Like their Yemeni compatriots currently marching towards the presidential palace in Samaa, taking their cue and courage from jubilant Egyptians, thirty-six tribal leaders submitted a collective criticism of Jordan’s Queen Rania, according to an AFP report. Of Palestinian origin and born in Kuwait, the Queen married then Prince Abdullah II in 1993. An international celebrity and Green Prophet favorite, she is well-known for her work to protect Jordan’s environment. But the tribes accuse her and her family of corruption and for leading an unfairly lavish lifestyle.
Criticism of Jordan’s Royal family usually comes with a three-year prison sentence, but defiance of such draconian policies is sweeping through the Middle East.
Most recently, Queen Rania has become the target of political dissension. Last September she threw a “colossal” “lavish” party in Wadi Rum to mark her 40th birthday, winning herself harsh criticism.
“They do not like the queen’s lifestyle and overexposure, especially on local political appointments,” human rights activist Labib Qamhawi told AFP.
Representing 40 percent of Jordan’s population, the statement urged the “trial of the corrupt who have looted the country and public funds, regardless of who they are and irrespective of their rank and importance,” according to AFP.
They compared Queen Rania to Ben Ali’s wife, and accuse her of boosting her own interests against the will of Jordanians and Hashemites.
Ominously, the group threatened an uprising similar to those which toppled both the oppressive Egyptian and Tunisian regimes over the last several weeks.
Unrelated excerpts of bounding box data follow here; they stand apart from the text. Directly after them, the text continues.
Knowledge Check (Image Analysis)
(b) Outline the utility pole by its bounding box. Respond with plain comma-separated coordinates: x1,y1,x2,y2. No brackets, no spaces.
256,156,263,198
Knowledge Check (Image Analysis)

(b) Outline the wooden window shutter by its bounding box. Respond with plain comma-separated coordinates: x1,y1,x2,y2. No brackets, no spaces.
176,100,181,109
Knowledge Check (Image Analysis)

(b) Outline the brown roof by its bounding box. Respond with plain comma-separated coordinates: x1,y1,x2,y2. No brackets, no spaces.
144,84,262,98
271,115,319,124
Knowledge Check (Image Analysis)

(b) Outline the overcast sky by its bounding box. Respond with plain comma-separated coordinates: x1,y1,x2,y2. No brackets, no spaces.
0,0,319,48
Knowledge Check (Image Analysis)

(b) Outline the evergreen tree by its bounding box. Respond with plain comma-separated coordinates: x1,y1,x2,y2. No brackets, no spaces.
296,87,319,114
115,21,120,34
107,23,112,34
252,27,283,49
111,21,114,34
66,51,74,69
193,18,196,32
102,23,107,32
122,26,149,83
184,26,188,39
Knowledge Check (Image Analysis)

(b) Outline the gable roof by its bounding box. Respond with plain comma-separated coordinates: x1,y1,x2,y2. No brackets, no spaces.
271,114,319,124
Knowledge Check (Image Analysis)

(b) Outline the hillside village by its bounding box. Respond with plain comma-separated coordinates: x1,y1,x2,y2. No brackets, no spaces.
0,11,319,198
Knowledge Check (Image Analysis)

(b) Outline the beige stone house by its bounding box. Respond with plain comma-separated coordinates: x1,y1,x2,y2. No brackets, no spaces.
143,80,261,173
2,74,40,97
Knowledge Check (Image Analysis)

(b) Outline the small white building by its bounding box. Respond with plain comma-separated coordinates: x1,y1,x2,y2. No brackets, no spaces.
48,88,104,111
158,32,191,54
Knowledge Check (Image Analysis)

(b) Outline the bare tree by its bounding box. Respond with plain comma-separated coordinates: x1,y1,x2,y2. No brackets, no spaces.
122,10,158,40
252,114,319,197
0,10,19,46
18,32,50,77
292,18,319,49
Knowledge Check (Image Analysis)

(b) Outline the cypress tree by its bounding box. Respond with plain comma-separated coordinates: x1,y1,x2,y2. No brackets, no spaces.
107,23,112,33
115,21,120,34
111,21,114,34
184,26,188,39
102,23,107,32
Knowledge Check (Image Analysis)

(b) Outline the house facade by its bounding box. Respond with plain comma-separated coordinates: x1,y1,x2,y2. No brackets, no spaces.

Washington Post readers are split over their opinion. Supporters claim that Queen Rania’s outspoken style and international acclaim are to cause for conservative criticism in a society where women are typically expected to defer to their male counterparts. Opponents call her the “King’s expensive wife.”
A country with few high-profile environmental voices, we will be keeping a close eye on whether Jordanians will take up the baton passed by Algerian, Egyptian, Tunisian and now Yemini protesters.